American firms also stand to lose out from increasing restrictions on their ability to sell to Chinese companies. “A staggering 67% of Qualcomm’s revenue comes from China, for Micron this is 57%, and for Broadcom 49%.” With nearly one fifth of US semiconductor firms’ revenue reinvested into R&D, any big hit to their top line, if not paired with substantial US industrial policy to make up for this gap, will have long term consequences for
US competitiveness relative to Chinese, European, and other Asian competitors.
Chinese companies have made some real progress, particularly in areas where China has a natural comparative advantage. For instance, China currently leads the world in a handful of narrowly defined AI chips related to surveillance. Further, some argue that China has an edge in access to cheap, structured data sources thanks to a large pool of affordable college-educated labor. However, data-labeling is eminently outsourceable, and nowadays Chinese labor really isn’t cheaper than comparably educated Indians or Filipinos. After all, average hourly rates on Mechanical Turk are just $2.

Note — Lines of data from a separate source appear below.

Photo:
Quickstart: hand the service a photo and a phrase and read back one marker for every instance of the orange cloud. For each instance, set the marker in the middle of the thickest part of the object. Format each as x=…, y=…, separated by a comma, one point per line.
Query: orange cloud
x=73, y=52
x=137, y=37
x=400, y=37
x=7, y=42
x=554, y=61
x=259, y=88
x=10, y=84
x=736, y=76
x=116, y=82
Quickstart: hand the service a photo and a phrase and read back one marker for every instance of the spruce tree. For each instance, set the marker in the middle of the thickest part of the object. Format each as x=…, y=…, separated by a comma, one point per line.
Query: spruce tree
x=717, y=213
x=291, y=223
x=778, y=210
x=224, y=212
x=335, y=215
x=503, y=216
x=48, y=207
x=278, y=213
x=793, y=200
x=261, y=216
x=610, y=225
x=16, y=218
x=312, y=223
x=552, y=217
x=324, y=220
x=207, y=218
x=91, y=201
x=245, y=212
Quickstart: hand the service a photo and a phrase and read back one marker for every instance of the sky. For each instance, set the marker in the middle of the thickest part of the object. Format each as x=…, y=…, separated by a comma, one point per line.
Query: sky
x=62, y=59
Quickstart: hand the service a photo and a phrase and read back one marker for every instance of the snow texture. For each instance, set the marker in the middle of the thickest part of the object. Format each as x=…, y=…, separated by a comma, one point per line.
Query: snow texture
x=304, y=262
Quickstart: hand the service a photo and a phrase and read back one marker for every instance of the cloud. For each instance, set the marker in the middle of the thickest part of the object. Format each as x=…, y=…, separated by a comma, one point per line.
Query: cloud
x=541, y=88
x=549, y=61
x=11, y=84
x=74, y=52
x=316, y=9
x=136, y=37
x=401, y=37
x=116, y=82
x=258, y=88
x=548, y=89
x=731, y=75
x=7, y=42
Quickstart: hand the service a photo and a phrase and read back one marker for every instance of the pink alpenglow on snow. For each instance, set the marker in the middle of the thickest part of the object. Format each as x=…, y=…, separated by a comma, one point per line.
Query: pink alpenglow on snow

However, American sanctions are forcing Chinese players out of their comfort zone in ways that will help the ecosystem over the long term. As anonymous blogger Youshu writes,
Some will no doubt say that “Yeah, we knew China wanted to develop its own semi industry, so what’s the rumpus?” This observation misses the mark. Before private firms were happy with the Americans, and state firms would just tell their bosses there were no good alternatives. But now orders are being pushed towards domestic rivals, even where they are not very good, providing them with revenues today, and confidence about future revenues, with which to fund R&D.
Ernst is more pessimistic. He expects “islands of technological excellence [to] continue to coexist with deeply entrenched structural weaknesses in China’s emerging AI chip industry.” The Chinese AI industry will doubtless continue developing, but is unlikely to challenge America for global preeminence any time soon.